Description
Motivation
In multiagent settings, each agent's individual spec can differ.
I would be nice to have a way of building heterogeneous composite specs, and carry data using tensordict following this logic.
Solution
StackedCompositeSpec
We could use aStackedCompositeSpec
that would essentially work as a tuple of boxes in gym:
Constructor 1
input_spec = StackedCompositeSpec(
action=[NdUnboundedTensorSpec(-3, 3, shape=[3]), NdUnboundedTensorSpec(-3, 3, shape=[5]), ]
)
Constructor 2
input_spec = StackedCompositeSpec(
[
CompositeSpec(action=NdUnboundedTensorSpec(-3, 3, shape=[3])),
CompositeSpec(action=NdUnboundedTensorSpec(-3, 3, shape=[5]),
])
This would basically mean that the environment expects an action of shape Size([3])

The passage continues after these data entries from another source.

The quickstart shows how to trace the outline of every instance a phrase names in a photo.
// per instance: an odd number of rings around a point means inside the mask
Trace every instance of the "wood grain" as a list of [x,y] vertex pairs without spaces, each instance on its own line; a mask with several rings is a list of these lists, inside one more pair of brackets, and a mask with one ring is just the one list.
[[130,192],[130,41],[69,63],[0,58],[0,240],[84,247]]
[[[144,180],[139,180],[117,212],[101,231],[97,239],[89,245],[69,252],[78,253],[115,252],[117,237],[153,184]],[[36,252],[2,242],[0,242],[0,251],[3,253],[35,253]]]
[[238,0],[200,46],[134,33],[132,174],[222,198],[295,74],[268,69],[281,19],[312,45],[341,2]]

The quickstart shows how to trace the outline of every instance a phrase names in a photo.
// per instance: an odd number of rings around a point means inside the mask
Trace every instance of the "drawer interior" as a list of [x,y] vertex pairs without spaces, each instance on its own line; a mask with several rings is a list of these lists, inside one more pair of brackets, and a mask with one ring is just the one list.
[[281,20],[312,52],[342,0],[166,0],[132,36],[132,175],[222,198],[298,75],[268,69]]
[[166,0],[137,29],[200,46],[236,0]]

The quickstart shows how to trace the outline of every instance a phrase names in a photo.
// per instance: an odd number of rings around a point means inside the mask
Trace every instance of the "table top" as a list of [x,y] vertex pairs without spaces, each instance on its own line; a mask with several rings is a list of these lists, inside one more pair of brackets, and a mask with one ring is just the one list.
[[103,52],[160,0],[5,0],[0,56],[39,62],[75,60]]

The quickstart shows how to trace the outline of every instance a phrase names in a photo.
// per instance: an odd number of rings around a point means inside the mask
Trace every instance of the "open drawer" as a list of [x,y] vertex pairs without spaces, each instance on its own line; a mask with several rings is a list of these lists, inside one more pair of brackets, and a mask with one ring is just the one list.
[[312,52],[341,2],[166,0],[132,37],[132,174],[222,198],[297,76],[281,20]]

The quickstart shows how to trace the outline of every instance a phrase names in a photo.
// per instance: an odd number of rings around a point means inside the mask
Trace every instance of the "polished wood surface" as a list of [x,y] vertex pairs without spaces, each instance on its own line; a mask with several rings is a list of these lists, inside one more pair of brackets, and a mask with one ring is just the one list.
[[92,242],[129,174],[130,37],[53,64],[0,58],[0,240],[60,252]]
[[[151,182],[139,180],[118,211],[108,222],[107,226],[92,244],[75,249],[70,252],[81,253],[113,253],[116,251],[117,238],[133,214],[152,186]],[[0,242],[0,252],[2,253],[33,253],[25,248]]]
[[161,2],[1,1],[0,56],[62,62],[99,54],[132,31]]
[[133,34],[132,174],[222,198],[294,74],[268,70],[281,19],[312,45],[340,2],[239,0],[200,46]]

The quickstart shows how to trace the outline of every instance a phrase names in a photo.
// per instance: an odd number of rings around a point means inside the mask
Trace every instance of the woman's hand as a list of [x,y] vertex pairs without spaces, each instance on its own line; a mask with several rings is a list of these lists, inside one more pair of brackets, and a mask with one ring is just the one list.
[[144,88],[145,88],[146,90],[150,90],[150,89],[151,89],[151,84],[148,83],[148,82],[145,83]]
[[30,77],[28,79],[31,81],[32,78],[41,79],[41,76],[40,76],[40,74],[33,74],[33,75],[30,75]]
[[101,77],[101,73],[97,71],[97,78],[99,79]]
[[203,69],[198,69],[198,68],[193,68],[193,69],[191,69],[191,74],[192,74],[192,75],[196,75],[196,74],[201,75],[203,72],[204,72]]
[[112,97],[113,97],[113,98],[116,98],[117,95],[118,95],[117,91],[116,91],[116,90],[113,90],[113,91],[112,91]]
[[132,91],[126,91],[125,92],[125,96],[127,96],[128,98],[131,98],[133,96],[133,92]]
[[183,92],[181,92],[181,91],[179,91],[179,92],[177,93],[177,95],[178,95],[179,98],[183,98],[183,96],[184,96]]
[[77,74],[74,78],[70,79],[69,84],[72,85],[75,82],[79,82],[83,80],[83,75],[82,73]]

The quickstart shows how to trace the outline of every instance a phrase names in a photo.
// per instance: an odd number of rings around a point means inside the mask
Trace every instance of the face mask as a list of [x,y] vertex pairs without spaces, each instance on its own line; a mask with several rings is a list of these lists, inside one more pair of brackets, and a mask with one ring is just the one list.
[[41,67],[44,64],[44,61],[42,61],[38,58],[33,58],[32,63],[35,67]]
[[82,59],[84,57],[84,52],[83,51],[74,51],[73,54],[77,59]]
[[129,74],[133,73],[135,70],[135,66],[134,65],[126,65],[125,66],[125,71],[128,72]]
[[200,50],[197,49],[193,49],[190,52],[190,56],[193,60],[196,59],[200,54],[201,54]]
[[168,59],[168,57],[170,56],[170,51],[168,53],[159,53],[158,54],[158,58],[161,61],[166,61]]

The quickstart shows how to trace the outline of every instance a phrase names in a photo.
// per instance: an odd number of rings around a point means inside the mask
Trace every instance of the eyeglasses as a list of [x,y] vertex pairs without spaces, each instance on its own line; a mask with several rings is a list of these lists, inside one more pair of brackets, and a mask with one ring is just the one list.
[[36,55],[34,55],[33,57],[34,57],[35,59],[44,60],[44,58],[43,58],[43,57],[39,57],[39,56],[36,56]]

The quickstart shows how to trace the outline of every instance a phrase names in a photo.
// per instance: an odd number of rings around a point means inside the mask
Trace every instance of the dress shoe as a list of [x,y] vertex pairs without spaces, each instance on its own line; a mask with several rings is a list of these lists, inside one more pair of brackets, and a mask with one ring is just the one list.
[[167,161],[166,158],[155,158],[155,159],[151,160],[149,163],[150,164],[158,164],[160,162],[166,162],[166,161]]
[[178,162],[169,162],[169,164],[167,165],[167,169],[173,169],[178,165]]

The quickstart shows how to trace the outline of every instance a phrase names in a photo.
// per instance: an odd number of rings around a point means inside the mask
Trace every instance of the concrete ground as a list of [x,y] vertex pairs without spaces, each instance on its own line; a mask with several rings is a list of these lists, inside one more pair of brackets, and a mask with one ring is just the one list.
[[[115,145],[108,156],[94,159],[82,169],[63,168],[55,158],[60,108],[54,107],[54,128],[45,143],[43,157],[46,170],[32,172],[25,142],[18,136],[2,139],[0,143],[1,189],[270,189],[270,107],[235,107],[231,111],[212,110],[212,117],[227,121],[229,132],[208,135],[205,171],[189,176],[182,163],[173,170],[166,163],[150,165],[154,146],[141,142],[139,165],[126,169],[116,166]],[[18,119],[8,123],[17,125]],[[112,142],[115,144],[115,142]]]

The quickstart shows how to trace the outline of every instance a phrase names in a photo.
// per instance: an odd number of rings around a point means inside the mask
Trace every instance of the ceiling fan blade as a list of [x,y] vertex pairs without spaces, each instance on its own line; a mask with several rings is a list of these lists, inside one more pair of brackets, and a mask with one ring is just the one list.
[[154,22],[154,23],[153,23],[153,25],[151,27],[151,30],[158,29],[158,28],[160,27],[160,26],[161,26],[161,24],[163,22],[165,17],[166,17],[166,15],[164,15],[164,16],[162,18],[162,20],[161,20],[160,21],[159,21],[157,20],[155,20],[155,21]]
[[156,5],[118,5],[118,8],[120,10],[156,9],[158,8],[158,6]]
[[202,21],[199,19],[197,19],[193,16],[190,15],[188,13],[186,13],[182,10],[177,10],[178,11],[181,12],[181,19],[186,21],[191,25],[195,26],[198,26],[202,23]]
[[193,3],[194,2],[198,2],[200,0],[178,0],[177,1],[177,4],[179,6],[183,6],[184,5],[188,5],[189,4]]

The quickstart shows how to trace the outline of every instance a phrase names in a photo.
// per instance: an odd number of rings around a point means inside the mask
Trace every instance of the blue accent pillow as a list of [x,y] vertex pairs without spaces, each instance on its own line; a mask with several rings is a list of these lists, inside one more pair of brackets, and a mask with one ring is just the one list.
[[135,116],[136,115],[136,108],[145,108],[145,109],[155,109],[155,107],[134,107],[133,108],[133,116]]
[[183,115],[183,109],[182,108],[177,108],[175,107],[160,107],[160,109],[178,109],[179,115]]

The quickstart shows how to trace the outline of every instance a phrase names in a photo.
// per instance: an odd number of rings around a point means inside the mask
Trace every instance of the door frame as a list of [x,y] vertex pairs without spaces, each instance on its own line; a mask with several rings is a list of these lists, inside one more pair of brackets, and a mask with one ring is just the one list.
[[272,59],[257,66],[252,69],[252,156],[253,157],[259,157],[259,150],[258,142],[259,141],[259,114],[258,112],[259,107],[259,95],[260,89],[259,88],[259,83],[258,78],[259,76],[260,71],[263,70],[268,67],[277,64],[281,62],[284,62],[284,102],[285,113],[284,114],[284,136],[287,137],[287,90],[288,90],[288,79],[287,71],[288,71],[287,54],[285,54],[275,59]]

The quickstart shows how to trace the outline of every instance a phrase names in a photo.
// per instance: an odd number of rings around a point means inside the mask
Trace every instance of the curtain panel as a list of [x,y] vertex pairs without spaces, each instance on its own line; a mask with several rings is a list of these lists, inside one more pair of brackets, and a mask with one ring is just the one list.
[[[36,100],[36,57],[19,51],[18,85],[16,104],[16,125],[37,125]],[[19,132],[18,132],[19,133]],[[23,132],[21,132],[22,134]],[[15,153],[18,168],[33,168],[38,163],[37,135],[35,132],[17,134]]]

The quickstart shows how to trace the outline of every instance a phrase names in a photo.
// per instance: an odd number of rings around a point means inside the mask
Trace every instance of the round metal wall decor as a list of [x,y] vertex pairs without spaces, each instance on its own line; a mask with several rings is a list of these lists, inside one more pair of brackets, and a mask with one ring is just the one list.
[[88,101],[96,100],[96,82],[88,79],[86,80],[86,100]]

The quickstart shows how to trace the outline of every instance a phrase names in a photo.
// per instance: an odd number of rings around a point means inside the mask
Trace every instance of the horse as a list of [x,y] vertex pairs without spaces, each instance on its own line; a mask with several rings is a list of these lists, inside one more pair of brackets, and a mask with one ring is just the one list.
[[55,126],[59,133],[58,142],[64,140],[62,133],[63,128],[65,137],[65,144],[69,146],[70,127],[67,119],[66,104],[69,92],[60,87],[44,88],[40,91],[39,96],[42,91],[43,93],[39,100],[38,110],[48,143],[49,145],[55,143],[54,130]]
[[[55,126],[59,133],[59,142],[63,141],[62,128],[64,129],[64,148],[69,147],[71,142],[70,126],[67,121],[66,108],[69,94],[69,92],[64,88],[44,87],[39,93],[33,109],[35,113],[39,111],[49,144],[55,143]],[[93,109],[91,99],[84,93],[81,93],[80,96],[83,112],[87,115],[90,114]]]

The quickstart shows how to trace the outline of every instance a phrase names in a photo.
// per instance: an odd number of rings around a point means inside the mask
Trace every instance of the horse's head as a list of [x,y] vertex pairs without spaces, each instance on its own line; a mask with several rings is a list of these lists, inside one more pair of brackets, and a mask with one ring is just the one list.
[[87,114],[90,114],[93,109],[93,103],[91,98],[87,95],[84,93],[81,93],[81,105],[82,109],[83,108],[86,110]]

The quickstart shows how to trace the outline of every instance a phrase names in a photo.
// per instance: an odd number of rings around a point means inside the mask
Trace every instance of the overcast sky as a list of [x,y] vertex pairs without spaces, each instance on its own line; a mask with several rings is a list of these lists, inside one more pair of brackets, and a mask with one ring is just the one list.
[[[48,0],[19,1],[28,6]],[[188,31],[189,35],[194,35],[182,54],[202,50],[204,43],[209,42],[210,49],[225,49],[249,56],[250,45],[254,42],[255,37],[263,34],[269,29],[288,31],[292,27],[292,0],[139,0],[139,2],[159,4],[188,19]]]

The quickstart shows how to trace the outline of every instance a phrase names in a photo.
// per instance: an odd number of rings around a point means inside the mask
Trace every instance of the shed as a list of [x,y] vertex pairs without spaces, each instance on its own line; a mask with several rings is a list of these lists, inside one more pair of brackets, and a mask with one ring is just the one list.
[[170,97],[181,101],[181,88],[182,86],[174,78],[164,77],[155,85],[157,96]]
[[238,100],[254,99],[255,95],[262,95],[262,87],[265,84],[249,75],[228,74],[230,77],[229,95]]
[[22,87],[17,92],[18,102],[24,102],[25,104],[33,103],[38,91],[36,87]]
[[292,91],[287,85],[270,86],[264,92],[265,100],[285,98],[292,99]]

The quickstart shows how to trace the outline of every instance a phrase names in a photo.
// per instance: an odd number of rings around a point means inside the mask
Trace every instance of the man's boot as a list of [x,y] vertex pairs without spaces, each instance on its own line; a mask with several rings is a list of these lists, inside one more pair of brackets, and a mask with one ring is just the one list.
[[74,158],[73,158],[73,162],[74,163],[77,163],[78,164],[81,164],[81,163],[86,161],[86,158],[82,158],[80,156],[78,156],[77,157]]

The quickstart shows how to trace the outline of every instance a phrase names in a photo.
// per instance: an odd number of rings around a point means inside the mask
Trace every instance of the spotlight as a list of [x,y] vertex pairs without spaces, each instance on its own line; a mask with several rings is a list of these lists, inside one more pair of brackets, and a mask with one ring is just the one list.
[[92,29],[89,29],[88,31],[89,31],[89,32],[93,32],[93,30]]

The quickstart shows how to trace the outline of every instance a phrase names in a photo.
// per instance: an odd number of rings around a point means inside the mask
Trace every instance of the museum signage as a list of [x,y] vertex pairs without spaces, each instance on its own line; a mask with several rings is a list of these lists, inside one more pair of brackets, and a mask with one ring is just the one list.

for the first agent and Size([5])
for the second.
- Allowing
LazyStackedTensorDict
to host tensors of different shape across a dimension
- Construction
tensordict1 = TensorDict({"action": torch.randn(3)}, [])
tensordict2 = TensorDict({"action": torch.randn(5)}, []) # batch size match
out = torch.stack([tensordict1, tensordict2], 0)
print(out)
which would show a tensor
action: Tensor([2, ...], dtype=torch.float32)
where the diverging shapes have been hidden.
- Prohibited operations
With this kind of tensordict, theget
operation would be prohibited. Instead, one could do
out.get_nested_tensor("action") # LazyStackedTensorDict would create a nestedtensor from it
out[0]["action"] # returns a regular tensor
Similarly, set_
method would not work (as we don't have a data format to pass the mixed input tensor except nestedtensor).
That way we could carry data in ParallelEnv and using the collector while keeping the key with mixed attributes visible to the users.
One could also access a nestedtensor provided that not more than one LazyTensorDict layer is used (as we can't currently build nested nested tensors).
TensorDictSequential is already capable of handling lazy stacked tensordicts that have differnt keys. We could also think about allowing it (?) to gather tensors that do not share the same shape for instance, although this is harder to implement as not every module has a precise signature of the input tensor it expected.